Some Trucks to be Temporarily Banned from U.S. 93 in Boulder City During Construction
June 15, 2011
After compromising with Arizona and federal government officials, the Nevada Department of Transportation announced plans to temporarily ban some trucks from U.S. 93 in Boulder City.
The new rules will only reroute large southbound trucks on U.S. 93 during construction times.
The opening last fall of the new Mike O'Callaghan-Pat Tillman Memorial Bridge as part of the Hoover Dam Bypass created traffic backups in Boulder City where U.S. 93 narrows to one lane, prompting city leaders to call for a ban of truck traffic until the Boulder City Bypass can be built.
Prior to the bridge opening, trucks had been rerouted through Laughlin rather than going over the Hoover Dam, adding cost and time to the trip for commercial truckers.

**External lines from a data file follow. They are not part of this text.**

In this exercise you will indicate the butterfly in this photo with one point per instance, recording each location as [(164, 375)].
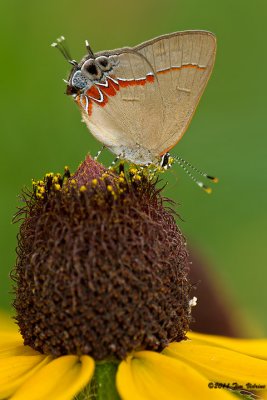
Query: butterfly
[(138, 101)]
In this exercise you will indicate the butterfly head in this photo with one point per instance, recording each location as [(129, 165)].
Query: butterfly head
[(88, 71)]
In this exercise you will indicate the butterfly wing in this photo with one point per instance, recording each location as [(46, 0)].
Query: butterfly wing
[(123, 111), (183, 62)]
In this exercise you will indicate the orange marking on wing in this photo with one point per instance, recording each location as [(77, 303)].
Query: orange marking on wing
[(110, 90), (95, 96), (93, 92), (136, 82), (180, 68)]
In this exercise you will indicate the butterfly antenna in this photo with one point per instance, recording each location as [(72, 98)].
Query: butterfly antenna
[(90, 51), (185, 165), (64, 50)]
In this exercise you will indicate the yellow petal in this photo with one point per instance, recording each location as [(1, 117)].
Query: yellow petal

Nevada officials announced in February an accelerated construction plan to widen the existing U.S. 93 through Boulder City while they wait for funds to build the Boulder City Bypass, a new freeway around the city. The Legislature has since passed a bill that would allow a private company to build the freeway as a toll road.
However, Boulder City officials were adamant that trucks needed to be kept off the route while it was under construction. Under the compromise, certain over-dimensional vehicles will be kept out of the construction zone.
Once construction starts, three-axle, super loads, annual permitees, five-day permitees and LCD trucks will be banned from the work zone on southbound U.S. 93, between Buchannan Boulevard and the Hoover Dam interchange.
In addition, all trucks and other commercial vehicles exceeding 26,000 pounds gross vehicle weight will be restricted during peak traffic periods, normally from 8 a.m. to 5 p.m. Monday through Saturday.
Project Manager Tony Lorenzi said the restrictions would only be in effect for southbound traffic because most of the construction will be in the southbound lanes and the northbound side of the road has more room for construction.
The transportation department also agreed to not enforce the truck ban during the annual River Regatta celebration in Bullhead City, from Aug. 11 to 13.
The project, and the truck rules, are expected to begin in late July and be complete by late fall, hopefully in time for holiday traffic, officials said.
The Nevada Highway Patrol and Boulder City Police will be enforcing the rules, and the transportation department will use dynamic message signs to alert drivers of the rules.